By Paul Goodman
Amanda Foreman's Georgiana: Duchess of Devonshire was greeted with applause when first published in 1998. "The Duchess", starring Keira Knightly and Ralph Fiennes, was based on it. Foreman's used to film: she's the daughter of Carl Foreman, who won an Oscar (posthumously) for his screenplay work for Bridge on the River Kwai.
The father emigrated to Britain after being blackballed by Hollywood's moguls. He'd refused to give the names of Communist Party members to the House Committee on un-American activities during the McCarthy saga - though he testified that he'd left the Party. But while her father started out on the left, Foreman seems to have started out on the right. She was a committed conservative when I first knew her some ten years ago.
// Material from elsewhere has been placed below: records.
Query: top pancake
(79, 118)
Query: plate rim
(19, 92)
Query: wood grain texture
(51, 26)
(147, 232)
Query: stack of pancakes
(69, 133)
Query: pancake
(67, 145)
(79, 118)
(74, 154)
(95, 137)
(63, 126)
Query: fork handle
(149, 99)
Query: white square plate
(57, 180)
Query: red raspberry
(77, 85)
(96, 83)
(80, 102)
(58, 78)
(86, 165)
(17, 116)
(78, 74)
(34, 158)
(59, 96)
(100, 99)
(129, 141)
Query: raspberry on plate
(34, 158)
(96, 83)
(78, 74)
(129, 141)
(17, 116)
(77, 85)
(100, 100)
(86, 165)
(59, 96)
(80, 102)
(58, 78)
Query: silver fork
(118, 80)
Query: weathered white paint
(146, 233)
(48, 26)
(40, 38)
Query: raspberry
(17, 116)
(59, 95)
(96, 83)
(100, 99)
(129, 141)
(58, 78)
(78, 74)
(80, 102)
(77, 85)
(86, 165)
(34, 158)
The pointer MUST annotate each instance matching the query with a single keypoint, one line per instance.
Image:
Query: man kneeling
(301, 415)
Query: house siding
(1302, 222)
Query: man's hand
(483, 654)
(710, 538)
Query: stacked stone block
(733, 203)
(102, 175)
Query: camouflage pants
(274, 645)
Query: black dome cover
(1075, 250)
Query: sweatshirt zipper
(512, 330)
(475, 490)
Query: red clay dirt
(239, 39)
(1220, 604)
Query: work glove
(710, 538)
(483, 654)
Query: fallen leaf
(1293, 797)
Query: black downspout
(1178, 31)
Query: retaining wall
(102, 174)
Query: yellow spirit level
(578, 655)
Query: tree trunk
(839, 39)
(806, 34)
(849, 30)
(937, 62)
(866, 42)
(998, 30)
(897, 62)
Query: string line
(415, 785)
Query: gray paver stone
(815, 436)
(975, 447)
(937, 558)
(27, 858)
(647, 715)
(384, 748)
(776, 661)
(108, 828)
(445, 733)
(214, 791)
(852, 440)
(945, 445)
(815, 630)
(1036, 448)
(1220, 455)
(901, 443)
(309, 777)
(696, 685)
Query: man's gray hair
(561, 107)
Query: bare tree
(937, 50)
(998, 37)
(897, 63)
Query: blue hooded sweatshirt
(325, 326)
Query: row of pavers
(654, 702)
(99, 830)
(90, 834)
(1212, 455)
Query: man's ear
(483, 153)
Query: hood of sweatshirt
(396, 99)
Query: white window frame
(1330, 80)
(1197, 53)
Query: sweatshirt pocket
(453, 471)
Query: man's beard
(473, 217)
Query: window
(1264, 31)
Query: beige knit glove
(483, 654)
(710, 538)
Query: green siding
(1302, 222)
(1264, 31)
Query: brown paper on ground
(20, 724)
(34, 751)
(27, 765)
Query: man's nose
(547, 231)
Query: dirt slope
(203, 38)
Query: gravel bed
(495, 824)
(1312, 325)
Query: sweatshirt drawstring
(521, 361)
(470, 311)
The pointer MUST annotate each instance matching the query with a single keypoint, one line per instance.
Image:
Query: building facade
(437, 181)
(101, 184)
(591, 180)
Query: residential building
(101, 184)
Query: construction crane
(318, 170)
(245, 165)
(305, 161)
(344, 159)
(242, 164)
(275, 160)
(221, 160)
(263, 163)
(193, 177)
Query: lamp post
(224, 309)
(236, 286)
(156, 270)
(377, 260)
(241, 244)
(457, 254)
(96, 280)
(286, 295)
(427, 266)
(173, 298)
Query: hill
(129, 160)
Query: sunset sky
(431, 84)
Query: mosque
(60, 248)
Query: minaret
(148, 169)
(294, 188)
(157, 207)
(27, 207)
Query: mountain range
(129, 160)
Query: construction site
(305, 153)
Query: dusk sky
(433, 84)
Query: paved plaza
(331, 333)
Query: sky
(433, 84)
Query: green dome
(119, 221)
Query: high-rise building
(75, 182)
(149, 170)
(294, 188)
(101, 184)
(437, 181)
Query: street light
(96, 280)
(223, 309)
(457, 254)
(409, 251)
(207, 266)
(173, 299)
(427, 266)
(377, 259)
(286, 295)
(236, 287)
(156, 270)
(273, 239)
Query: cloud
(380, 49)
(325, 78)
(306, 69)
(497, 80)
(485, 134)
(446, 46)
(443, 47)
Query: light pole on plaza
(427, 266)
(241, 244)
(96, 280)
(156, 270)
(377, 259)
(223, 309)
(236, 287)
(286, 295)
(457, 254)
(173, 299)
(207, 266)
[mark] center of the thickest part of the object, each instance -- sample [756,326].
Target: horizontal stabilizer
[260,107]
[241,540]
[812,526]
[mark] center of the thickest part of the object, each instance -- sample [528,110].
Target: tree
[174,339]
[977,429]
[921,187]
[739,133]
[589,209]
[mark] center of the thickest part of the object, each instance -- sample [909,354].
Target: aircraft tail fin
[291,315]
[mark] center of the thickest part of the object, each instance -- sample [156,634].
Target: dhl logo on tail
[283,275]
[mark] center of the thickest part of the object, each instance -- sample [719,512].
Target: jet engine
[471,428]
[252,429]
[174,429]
Her second book was awaited. She married, moved to America, and started working on it. This year, it arrived. And this morning, she's in the Independent, writing about the mid-term elections, arguing that the Tea Party movement will divide the Republicans, that Obama will look strong rather than stubborn come the next Presidential election, and that the President's situation in some ways resembles one of his heroes - Abraham Lincoln.
Foreman concedes that "there is no such thing as a direct historical parallel", and I'm not sure whether hers is right. But she'd make an interesting addition to the gallery of British writers in America - John O'Sullivan, Zoe Heller, Christopher Hitchens, Andrew Sullivan, and so on. She hasn't written regularly on politics before, so I'm treating this morning's piece as a debut.
The new book is A World On Fire, which tells the story of British involvement in the American civil war. It was, she says, the largest non-British war ever fought by British men and women - "Never again, not even during the Spanish Civil War, would so many risk their lives on behalf of a foreign cause".